I have been working on CIFAR 100 torchvision built in dataset. I wanted to train my model for images with some specific labels and want to remove other training examples. How do do that?
those labels are from the same CIFAR 100, or you want to work with your own labels and images??
labels from cifar 100 only. Like selecting all images with specific labels out of 100 labels and training them.
I dont understand, are images that arent from CIFAR
Training on images from CIFAR 100 but taking only those images from cifar which belongs to specific labels. Like i specify labels 2 and 3 then I should be able to do training of all images belonging to this labels in cifar 100 and remove other label images.
You have two options:
- Keep the original model and only consider the outputs for label 2 and 3
- Make a new head of your model with two outputs (for your classes 2 and 3) and then train the fully connected layers again. You can use the original pretrained FC weights as an initialization for your new FC layers.

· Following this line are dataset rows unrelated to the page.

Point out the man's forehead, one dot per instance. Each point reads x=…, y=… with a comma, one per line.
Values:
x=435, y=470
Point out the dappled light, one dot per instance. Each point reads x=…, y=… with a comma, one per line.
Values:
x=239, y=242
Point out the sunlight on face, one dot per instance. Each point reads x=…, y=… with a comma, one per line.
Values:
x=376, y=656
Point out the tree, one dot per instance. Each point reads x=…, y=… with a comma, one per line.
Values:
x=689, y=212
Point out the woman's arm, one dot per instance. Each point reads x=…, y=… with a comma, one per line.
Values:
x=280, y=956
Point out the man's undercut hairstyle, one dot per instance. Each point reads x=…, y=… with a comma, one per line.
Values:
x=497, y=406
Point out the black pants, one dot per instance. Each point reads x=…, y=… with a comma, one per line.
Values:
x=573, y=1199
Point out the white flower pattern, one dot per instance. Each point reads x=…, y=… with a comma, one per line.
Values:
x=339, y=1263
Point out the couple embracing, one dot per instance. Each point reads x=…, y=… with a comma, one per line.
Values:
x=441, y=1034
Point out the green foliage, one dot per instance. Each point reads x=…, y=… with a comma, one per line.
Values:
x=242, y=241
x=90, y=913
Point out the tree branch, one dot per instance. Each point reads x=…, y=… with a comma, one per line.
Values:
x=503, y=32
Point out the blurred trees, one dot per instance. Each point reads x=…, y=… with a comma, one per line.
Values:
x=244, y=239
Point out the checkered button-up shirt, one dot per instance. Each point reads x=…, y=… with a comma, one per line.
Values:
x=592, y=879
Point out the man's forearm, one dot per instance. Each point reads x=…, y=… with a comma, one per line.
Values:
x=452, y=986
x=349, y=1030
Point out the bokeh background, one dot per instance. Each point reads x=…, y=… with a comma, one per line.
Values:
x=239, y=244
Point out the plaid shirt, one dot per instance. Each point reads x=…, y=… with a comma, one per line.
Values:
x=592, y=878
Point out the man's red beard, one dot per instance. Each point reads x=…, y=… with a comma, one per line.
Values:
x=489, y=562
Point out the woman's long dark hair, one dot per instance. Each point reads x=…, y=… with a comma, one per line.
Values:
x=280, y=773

Can you please explain how to consider only outputs for specific labels like I am taking a mini-batch from dataset using dataloader. Then in training loop should I check for each image label. If yes then how to not consider them in training(how to remove them) and what should I specify the labels of others images which are not desired.
The images that you are not training your model on should be removed from the training dataset before starting the training process (as it is just wasted computation).
Can you please tell or share some code on how to remove images with specific labels from CIFAR 100 dataset as I am beginner in Pytorch.
In which format is your dataset?
I have taken CIFAR 100 dataset from pytorch torchvisions.datasets then made a dataloader to get images,labels.I don’t actually know the proper format of dataset .I am attaching this link which can give you more idea about dataset.
Here is an alternative. Use fastai_datasets to get your CIFAR100 dataset. The reason being it provides data in Imagenet form i.e. every class/label image are in their separate folders and you can just delete the folders/classes that you do not want.
To create your dataset you would use ImageFolder, and the rest is same.
I think PyTorch provides CIFAR dataset in some batched or pickle form (I have not used this, so I am not fully sure). If you want to use this, then it will involve more work. The basic idea being you would have to iterate over the complete dataloader and use
if conditions to select only those tensors that belong to your class. Now you can store these tensors in another tensor, and then you can save them to disk for future use.